You are exempt as long as you are travelling with your EU spouse. Administrative formalities may apply if you stay in one country for more than 3 months consecutively.
The Practical Handbook for Border Guards, while not legally binding itself, represents the position of the European Commission on matters of interpretation on the Schengen Borders Code and other relevant Union laws.
On pages 17-18, section 2.1.2:
In the case of third-country nationals who are family members of EU, EEA and CH
citizens, they have the right of residence in a Member State for a period of up to
three months if they are in possession of a valid passport and are accompanying or
joining the EU, EEA or CH citizen, without any limitation to 90 days in a 180-day
To be noted that, third-country nationals who are family members of EU, EEA and
CH citizens are entitled to accompany or join the EU, EEA or CH citizen for
consecutive periods of up to three months per Schengen States without any
conditions or formalities (except the need to have a visa for third-country nationals
from a country subject to a visa requirement).

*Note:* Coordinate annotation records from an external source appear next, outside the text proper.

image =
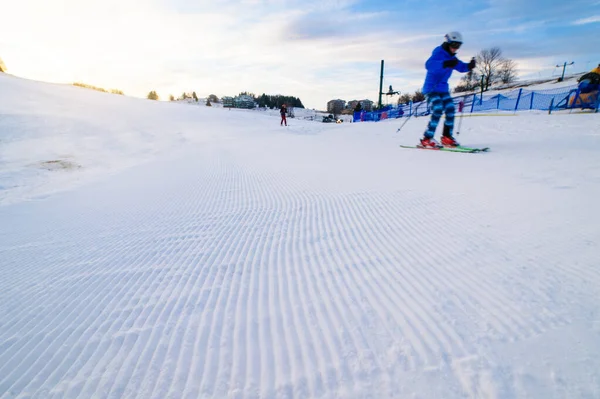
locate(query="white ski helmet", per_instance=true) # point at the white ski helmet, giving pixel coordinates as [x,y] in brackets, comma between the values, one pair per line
[453,37]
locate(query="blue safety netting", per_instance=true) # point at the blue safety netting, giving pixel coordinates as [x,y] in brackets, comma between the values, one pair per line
[516,100]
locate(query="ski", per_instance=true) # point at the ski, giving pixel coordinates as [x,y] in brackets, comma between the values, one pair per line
[466,150]
[484,149]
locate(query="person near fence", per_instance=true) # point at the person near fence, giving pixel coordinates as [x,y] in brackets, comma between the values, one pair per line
[439,67]
[589,86]
[282,112]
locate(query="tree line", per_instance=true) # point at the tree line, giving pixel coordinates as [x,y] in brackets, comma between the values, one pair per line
[264,100]
[492,68]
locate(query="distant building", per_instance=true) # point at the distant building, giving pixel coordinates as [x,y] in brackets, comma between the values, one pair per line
[227,102]
[336,106]
[244,101]
[367,105]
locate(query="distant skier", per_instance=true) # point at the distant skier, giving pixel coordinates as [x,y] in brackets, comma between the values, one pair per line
[439,69]
[283,111]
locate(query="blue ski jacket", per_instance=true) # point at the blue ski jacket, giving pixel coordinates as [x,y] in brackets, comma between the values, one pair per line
[437,77]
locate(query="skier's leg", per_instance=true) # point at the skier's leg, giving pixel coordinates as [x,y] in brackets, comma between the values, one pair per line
[437,108]
[449,110]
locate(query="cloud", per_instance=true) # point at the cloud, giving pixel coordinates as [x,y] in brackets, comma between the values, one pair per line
[315,49]
[589,20]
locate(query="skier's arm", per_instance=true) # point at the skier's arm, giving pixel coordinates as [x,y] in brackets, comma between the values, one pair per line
[435,62]
[462,66]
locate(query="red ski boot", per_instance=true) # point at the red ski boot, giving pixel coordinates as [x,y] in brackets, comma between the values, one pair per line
[448,141]
[429,143]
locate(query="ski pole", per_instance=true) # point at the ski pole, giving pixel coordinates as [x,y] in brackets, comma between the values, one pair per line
[461,107]
[403,123]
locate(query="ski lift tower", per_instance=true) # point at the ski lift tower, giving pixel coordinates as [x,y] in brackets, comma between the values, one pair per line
[390,92]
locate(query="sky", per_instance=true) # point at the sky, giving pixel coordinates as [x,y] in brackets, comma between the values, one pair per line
[316,50]
[160,250]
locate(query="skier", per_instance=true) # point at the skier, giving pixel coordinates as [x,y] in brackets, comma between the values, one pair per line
[283,111]
[439,69]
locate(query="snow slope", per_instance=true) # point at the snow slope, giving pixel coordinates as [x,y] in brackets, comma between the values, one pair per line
[188,252]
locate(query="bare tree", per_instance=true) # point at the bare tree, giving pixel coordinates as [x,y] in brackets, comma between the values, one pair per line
[469,82]
[418,96]
[404,98]
[489,62]
[508,71]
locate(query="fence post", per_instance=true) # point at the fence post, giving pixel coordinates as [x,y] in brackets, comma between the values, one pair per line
[575,99]
[531,102]
[518,99]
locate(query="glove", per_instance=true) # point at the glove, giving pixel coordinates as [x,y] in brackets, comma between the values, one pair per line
[472,64]
[450,63]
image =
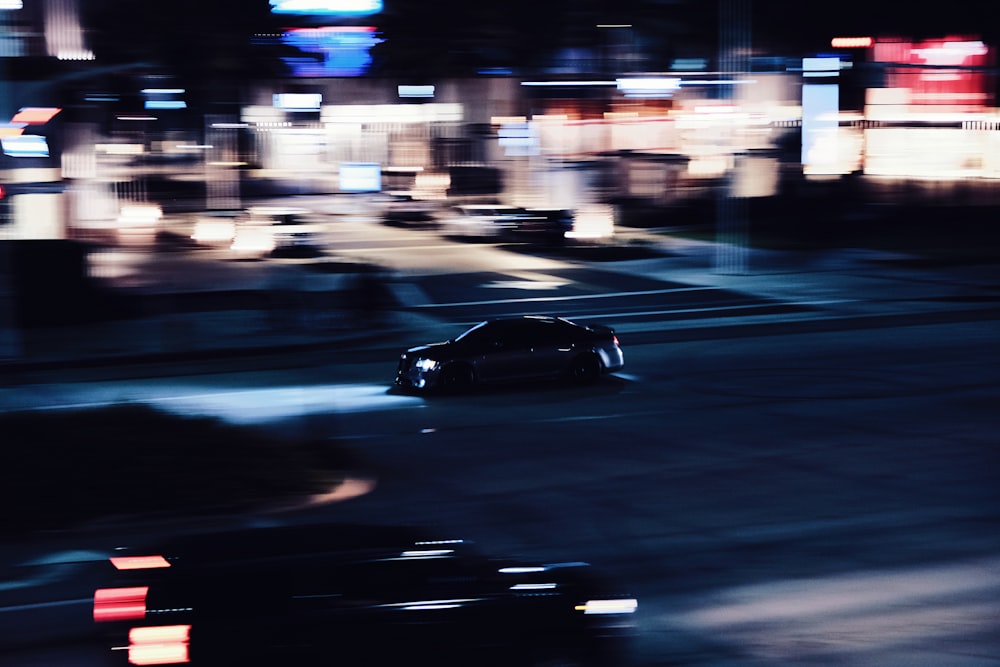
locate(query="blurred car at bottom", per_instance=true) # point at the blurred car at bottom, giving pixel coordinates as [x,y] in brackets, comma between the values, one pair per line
[511,349]
[403,210]
[481,221]
[276,231]
[354,594]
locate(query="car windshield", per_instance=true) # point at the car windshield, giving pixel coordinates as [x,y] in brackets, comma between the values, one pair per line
[473,332]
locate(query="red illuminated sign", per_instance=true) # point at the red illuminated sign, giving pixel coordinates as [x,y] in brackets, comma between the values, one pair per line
[949,71]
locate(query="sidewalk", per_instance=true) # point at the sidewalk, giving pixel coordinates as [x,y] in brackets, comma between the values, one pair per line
[846,285]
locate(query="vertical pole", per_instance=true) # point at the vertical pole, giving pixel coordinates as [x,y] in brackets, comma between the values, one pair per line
[731,224]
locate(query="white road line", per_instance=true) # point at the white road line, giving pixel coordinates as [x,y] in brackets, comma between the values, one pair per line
[573,297]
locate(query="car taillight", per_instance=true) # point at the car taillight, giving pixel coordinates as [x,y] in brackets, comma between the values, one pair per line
[159,645]
[120,604]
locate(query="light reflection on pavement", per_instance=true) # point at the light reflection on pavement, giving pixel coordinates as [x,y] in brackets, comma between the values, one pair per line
[839,619]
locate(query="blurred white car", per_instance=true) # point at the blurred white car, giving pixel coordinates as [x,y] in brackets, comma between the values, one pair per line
[280,231]
[489,221]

The previous stays performed in the area without internal border controls
accompanying or joining the EU, EEA or CH citizen should not be taken into
account for the sake of the calculation of the compliance with the 90/180-day rule
which is applicable to the short stay only.
and for examples it gives
An Indian national married to a French citizen may accompany his French spouse to
Germany for three months, Spain for two months and Italy for three months, thus staying
in the area without internal border controls for a total consecutive period of eight months.
A Japanese citizen is married with an Estonian citizen and has never come to the EU
before. The Japanese citizen accompanies his Estonian spouse to Italy for one month. Just
after that month, the Estonian spouse leaves Italy and returns to Japan to work. The
Japanese citizen can remain alone for another 90 days (the limit of 90 days in any 180-day
Stays over three months or establishing residence in one EU/EEA/CH country are of course allowed for a person staying together with their EU/EEA/CH spouse under freedom of movement, but the country may impose certain administrative formalities and conditions (e.g. applying for a residence permit).
For France, as it is the country of origin for your spouse, national rules may apply. But in any case, your wife has exercised her free movement rights in another (at the time) EU state (UK), so it shouldn't matter.